The still-splitting pain inflicted by older men who loved the way I loved them but could never reciprocate (and let's not act like this isn't a pattern I have kept repeating). 

It is hard at 46 to look at the time, opportunities, and money I wasted on men who were not worthy of what I gave. 
I flunked out of college because of love and the pursuit of it- I couldn't keep my focus on me or my life- there was always a *him*. 
There was always a *him* giving just enough to keep me ever-present, ever-available but never giving me enough to keep me from descending into panic attacks and emotional frenzies.
Always a *him* who was always happy to take everything I could give but was never man enough to take responsibility for the feelings that came with taking.
Always a *him* who had souvenirs of me- notes I left them, cards, letters, art, poetry, a file of emails, a file of photos of me that they treasure- an object to be collected but never a real girl, a real relationship or real-life. 

Years later, I still get texts or emails, a photo of these relics found stashed in a box -and I say, "Wow, cool," but it makes me so angry.  They hold up this piece of me as a treasure- this piece of me that they barely thanked me for exists as a receipt, proof to them that they didn't fuck me up so bad, because "I loved them enough to ........." fill in that blank. As my friend Char perfectly stated," They are showing off a prize they didn't win," and it's so painfully true.
I loved them enough to lavish on them. I spent money I didn't have, gave time I couldn't afford.
I loved them enough to make the nothing they offered *luxurious*.
My identity was malleable. I changed into what they desired, dressed like the musicians and movie stars they liked and dyed my hair when a preference for redheads, brunettes, pink was mentioned.
I was able to expand, contract, dull down, or shine according to whatever was needed and fit whatever space was available to me. All of it of me, by me, from me. They existed as a movie screen, only needing to stand there while I ran in circles as the author, director, and projector.  
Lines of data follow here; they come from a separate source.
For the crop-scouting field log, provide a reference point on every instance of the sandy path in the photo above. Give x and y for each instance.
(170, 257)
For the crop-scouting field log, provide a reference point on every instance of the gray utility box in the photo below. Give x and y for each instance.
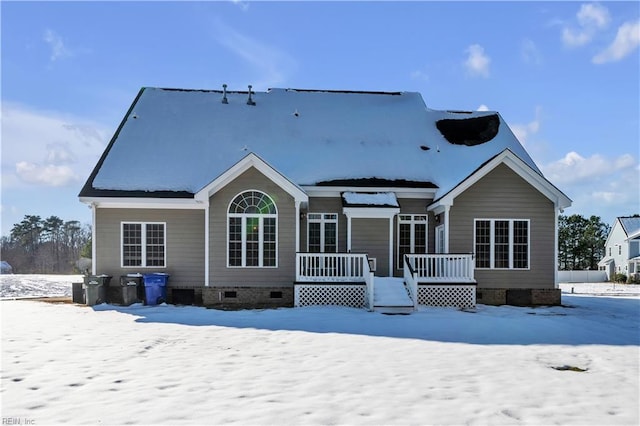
(95, 289)
(128, 292)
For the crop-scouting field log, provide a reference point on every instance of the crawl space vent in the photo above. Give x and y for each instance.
(469, 131)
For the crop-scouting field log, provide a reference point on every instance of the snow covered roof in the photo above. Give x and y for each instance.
(364, 199)
(631, 225)
(174, 142)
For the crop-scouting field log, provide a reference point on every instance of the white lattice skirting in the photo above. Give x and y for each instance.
(461, 296)
(336, 294)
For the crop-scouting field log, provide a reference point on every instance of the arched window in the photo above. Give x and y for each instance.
(252, 219)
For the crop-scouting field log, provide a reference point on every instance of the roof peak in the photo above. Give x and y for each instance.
(280, 89)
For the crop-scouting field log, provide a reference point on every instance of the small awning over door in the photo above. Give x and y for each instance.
(370, 226)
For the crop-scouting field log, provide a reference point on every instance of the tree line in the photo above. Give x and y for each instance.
(46, 246)
(581, 242)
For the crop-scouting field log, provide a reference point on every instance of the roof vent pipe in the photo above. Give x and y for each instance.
(250, 101)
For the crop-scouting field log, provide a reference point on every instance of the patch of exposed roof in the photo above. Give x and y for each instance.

I struggle now to reconcile what feels forever lost. 
The hours spent being available, waiting, crying and the hundreds of quarters spent checking voice mail from every pay phone for some proof of life, of love. 
The things I didn't do and opportunities I didn't take because I would be forgotten, left, or replaced if I wasn't there. 
The countless times I lived in the shadows as the secret, waiting for my turn, a turn that never came.
It is so hard to feel anything but sorrow and regret all the life I threw out the window so that someone would love me, pick me, marry me and save me...anything, just make me "real."

I can look back with detachment now- I have learned so much, and wow, the therapy has begun to stick. I see everyone in more dimensional ways and know it wasn't always malicious. 
We are all broken- and broken people are often compelled by other damaged people whose brokenness courts and sparks the wounds they carry. I
 offer grace to myself and others; I ask myself to not feel ashamed; I try not to hate. ( I said *try*). 
I understand the role my needs and forms of unhealthy attachment played, but that doesn't mean I cannot mourn with the girl; it doesn't mean I can't sit with her and scream/sing "Break me like a promise" and cry like the hurt is fresh and real because I can, and I do, and it is so, so real.

The 10-minute film was a balm for the heartbreak, and again, it feels so parallel to my own. As I compile my stories, I see them less as scars and more as jewels for the crown I am crafting. I have always said I would write a book, and finally, I feel ready to. It is a book about my life - from the dazzling fireworks to crushing failures and the oh-so-human humanity in between. I get pretty nervous about the messy parts; if I tell them correctly- everyone looks bad- even and especially me. I bolster myself by saying I am only a reporter- here to tell the story accurately- and am steadied by this quote from Anne Lamott:

"You own everything that happened to you. Tell your stories. If people wanted you to write warmly about them, they should have behaved better."


PS- Taylor, If ever by chance you come by this entry-* Thank You*. Also, can we be friends?